Current policies that favour day care and full-day kindergarten are squeezing out other options, Mrozek said.
“What public policy is doing is preferentially funding one form of care at the expense of all others,” she said.
“It’s not fair to say that parents are vying for a Maserati as opposed to an older car. There’s a basic option on the table that could be put on a level playing field with other options. The only one we seem to prioritize today is the institutional day care model and the creation of spaces.”
But despite what polls say, parents are bringing their kids to the optional full-day kindergarten programs, said Kevin Kobus, Ontario Catholic School Trustees Association executive director.
“The numbers would indicate that it’s an extremely popular program,” Kobus said. “There’s more that opt in than keep their children at home.”
By the time full-day kindergarten is fully implemented in 2014 the Ontario Ministry of Education expects to see 265,000 children attending. More than 60 per cent of Ontario’s full-day kindergartens today also offer before- and after-school programs at the request of parents, according to the Ministry of Education.
Child care centres aren’t trying to substitute for parenting, they’re trying to support parents and families, said Canadian Child Care Federation president and CEO Don Giesbrecht.
“There’s nobody, even folks within our organization that provide child care, who is not going to say that the parent should be the primary caregiver of their child. That’s not even part of the argument,” he said.
IMFC wants the government to fund families either through tax credits or direct payments so they can choose their own child care options. The problem with that approach, said Giesbrecht, is that if governments don’t invest in a system, individual families will never build a system. If the government handed every parent of a child under six $400 per month, the cost would come to $10 billion per year, but $400 a month can’t buy quality day care, he said.
For Ontario Catholic schools, full-day kindergarten has become an important tool to help build the Catholic system. Because the funding has been relatively equal between the public and Catholic systems, Catholic schools have had a fair opportunity to attract young parents, Kobus said.
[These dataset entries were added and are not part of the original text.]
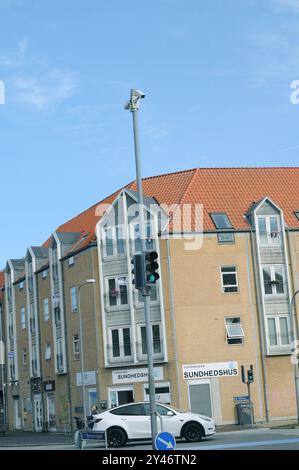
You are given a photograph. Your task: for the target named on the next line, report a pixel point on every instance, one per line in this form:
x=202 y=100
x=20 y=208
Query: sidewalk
x=27 y=438
x=271 y=424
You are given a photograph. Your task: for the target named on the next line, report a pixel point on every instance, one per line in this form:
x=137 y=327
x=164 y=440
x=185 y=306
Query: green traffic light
x=151 y=278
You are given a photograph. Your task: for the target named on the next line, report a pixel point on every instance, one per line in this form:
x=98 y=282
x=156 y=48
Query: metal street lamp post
x=133 y=106
x=88 y=281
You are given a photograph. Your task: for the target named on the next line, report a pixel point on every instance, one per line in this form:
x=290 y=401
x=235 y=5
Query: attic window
x=221 y=220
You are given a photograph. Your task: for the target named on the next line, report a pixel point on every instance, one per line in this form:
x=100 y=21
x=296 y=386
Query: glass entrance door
x=38 y=413
x=51 y=412
x=200 y=398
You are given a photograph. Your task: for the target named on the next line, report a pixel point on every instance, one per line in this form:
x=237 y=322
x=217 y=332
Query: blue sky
x=217 y=77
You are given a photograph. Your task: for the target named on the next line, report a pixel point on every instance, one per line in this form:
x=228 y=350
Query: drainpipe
x=260 y=324
x=295 y=314
x=67 y=349
x=96 y=327
x=173 y=322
“Once a kid is in a school system, whether it’s public or Catholic, they tend to stay there,” he said.
Also, putting young children in a Catholic environment where prayer, church-going, Christmas and Easter are part of the child’s everyday experience furthers the real goal of supporting Catholic families, Kobus said.
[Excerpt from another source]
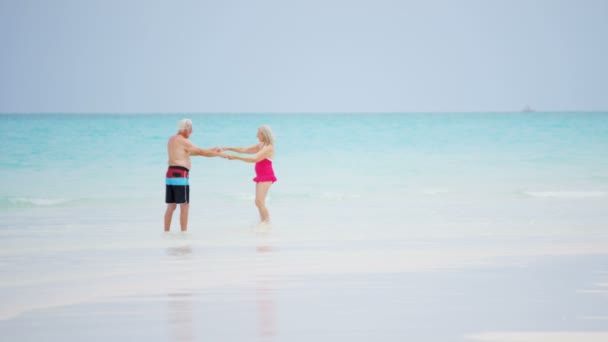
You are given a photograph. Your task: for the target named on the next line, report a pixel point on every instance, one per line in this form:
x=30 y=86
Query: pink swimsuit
x=264 y=172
“It’s prior to the ages at which they would receive the sacraments, but to have that early exposure to Catholic teaching and a Catholic environment by Catholic teachers is certainly a positive,” he said.
“And my sense is that once they’re in that JK and SK program they stay in that Catholic school for the duration of their elementary schooling.”
Quality early childhood education also has an important social justice goal, said Kobus. The distinct advantages that rich and middle class families have in raising their children tends to erect permanent class barriers for poor children who historically have fared worse in the education system.
“There are options that wealthier parents would have for four- and five-year-olds that many in society would not have. The levelling out would seem to be one of the consequences and one of the benefits of having this program,” said Kobus. “We think it’s the right policy direction.”
Mrozek believes research used by the Ontario Ministry of Education to support the idea that children learn better when they have early exposure to school is biased. She cites Dr. Gordon Neufeld, A Vancouver developmental psychologist and author of Hold On To Your Kids, to argue institutional day care socializes kids badly, encouraging them to identify more with their peers than their parents.
“When we examine these things we have to be fair with parents and indicate that this step toward universal kindergarten programs or funding for institutional day care spaces is not universally beneficial for children. Nowhere in the research does it indicate that it is.”
In real life women work and want to work while families also want the best care for their children, said Giesbrecht.
“Just putting money in the pockets of families does nothing to address quality,” he said. “We still need supports for families. Parenting is not being done in isolation. You still need quality early childhood programs to support the development and growth of children, and just as importantly to support families and the incredibly challenging job called parenting.”
The study comprised online interviews with 2,200 Canadians and has a 2.2 per cent margin of error, 19 times out of 20.